Mount St. Helens is most notorious for its major 1980 eruption, the deadliest and most economically destructive volcanic event in the history of the United States. Fifty-seven people were killed; 250 homes, 47 bridges, 15 miles (24 km) of railways, and 185 miles (298 km) of highway were destroyed. A massive debris avalanche triggered by an earthquake measuring 5.1 on the Richter scale caused an eruption that reduced the elevation of the mountain’s summit from 9,677 ft (2,950 m) to 8,363 ft (2,549 m), leaving a 1 mile (1.6 km) wide horseshoe-shaped crater. The debris avalanche was up to 0.7 cubic miles (2.9 km3) in volume. The Mount St. Helens National Volcanic Monument was created to preserve the volcano and allow for its aftermath to be scientifically studied.

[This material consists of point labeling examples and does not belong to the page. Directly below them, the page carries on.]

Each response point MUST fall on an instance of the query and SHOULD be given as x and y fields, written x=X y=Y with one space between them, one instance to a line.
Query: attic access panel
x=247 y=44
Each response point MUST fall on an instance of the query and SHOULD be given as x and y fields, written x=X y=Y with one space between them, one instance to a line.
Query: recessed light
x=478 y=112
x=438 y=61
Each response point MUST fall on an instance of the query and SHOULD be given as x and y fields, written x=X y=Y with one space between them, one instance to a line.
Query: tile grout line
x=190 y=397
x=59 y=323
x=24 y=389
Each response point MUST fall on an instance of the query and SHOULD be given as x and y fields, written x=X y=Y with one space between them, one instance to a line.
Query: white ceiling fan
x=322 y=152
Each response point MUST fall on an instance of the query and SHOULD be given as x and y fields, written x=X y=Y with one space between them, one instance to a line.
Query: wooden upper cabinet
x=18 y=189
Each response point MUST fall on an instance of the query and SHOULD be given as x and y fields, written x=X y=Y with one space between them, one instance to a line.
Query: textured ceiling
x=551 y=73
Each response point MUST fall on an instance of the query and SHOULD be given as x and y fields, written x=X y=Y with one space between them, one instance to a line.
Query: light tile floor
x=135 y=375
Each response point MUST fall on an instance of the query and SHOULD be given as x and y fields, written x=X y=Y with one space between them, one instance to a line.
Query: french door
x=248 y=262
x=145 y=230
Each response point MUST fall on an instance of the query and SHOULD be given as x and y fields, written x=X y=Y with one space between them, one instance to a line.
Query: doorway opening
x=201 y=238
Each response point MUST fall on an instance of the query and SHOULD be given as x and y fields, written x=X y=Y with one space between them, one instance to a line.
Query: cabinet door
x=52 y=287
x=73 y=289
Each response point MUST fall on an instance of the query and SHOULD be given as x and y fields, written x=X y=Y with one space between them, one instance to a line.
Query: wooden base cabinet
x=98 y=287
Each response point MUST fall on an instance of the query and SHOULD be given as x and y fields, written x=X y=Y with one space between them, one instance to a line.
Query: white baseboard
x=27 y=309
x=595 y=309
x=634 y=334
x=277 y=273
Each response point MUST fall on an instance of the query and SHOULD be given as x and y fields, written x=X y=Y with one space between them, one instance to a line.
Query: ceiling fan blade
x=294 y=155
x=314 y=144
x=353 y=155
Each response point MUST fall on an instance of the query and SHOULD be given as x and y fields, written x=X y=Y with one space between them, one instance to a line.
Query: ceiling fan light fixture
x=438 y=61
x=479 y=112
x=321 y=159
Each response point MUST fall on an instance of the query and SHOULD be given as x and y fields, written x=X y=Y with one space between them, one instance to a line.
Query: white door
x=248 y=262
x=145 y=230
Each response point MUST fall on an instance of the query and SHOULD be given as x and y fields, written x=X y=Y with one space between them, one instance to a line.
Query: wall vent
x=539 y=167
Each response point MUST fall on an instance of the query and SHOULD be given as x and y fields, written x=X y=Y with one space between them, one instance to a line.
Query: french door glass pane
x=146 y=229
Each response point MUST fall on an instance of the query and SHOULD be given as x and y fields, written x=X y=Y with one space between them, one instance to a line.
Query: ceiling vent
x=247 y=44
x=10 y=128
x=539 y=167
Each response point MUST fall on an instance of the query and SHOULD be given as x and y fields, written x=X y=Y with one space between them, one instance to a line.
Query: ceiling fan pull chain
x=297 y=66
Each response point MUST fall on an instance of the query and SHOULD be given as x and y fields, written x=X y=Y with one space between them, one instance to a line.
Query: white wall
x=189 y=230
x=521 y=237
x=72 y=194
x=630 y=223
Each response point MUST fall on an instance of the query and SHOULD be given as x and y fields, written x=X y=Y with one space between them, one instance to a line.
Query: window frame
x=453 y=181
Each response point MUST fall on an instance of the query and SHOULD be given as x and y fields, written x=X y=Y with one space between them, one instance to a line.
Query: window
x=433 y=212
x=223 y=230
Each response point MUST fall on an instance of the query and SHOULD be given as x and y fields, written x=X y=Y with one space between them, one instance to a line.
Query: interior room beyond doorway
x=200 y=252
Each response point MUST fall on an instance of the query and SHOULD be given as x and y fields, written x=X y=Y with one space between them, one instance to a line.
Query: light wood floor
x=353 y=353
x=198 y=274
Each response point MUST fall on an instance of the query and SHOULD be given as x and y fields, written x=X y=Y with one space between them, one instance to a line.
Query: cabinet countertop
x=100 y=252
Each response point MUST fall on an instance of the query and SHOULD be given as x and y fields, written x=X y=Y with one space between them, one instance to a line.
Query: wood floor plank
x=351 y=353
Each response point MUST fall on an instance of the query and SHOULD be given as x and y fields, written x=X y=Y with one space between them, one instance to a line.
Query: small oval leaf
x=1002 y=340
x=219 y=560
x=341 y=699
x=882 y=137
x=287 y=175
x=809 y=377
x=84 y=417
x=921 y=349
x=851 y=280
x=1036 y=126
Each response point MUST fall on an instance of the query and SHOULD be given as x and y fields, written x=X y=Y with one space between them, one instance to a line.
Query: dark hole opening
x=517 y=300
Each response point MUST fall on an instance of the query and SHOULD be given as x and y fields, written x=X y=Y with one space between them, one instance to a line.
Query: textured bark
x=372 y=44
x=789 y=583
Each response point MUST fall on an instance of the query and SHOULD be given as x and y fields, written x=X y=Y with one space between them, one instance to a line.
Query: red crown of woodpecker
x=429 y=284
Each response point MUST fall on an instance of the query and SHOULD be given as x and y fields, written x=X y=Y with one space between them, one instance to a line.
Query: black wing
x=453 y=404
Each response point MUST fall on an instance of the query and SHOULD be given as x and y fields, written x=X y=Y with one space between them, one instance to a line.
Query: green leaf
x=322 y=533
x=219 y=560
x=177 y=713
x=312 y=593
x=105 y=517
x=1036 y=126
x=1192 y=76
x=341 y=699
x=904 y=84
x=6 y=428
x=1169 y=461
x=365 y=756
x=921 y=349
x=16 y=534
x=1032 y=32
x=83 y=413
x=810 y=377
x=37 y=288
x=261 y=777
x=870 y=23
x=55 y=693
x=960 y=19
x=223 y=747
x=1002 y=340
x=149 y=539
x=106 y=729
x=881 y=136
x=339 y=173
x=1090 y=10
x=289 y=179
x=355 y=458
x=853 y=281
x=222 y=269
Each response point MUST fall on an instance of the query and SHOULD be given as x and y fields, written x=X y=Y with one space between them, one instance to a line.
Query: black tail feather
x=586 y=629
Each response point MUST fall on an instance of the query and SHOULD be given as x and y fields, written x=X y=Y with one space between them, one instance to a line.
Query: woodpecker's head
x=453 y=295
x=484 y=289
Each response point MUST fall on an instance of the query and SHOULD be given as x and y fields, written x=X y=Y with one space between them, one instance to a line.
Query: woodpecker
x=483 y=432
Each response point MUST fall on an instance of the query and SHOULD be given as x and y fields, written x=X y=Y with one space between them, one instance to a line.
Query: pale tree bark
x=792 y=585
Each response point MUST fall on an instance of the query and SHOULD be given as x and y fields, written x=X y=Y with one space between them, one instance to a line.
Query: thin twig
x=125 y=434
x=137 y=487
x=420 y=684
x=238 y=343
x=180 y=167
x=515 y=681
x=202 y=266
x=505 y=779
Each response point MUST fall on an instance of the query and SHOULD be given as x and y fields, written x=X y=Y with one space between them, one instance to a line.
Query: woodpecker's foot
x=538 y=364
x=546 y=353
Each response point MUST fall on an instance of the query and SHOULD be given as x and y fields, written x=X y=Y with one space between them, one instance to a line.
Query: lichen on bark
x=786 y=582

Mount St. Helens takes its English name not from any religious icon but from the British diplomat Lord St Helens, a friend of explorer George Vancouver who made a survey of the area in the late 18th century and, of course, after whom, the city of Vancouver was named. 

It’s also called Louwala-Clough (also known as Lawetlat’la to the indigenous Cowlitz people, and Loowit to the Klickitat)  Klikitat is said to derive from a Chinookan word meaning “beyond,” in reference to the Rocky Mountains. The Klickitat, however, call themselves Qwû’lh-hwai-pûm or χwálχwaypam, meaning “prairie people” (X̣ʷáɬx̣ʷaypam)

Fascinating? Not especially but the mountain volcano certainly is! Kath talked about trying to find the correct shot of it with as few clouds as possible. We went up to about 4000 feet looking all the way up; spent an hour or so at the top but, despite waiting that time (albeit not idly!), we saw it most clearly on the way down.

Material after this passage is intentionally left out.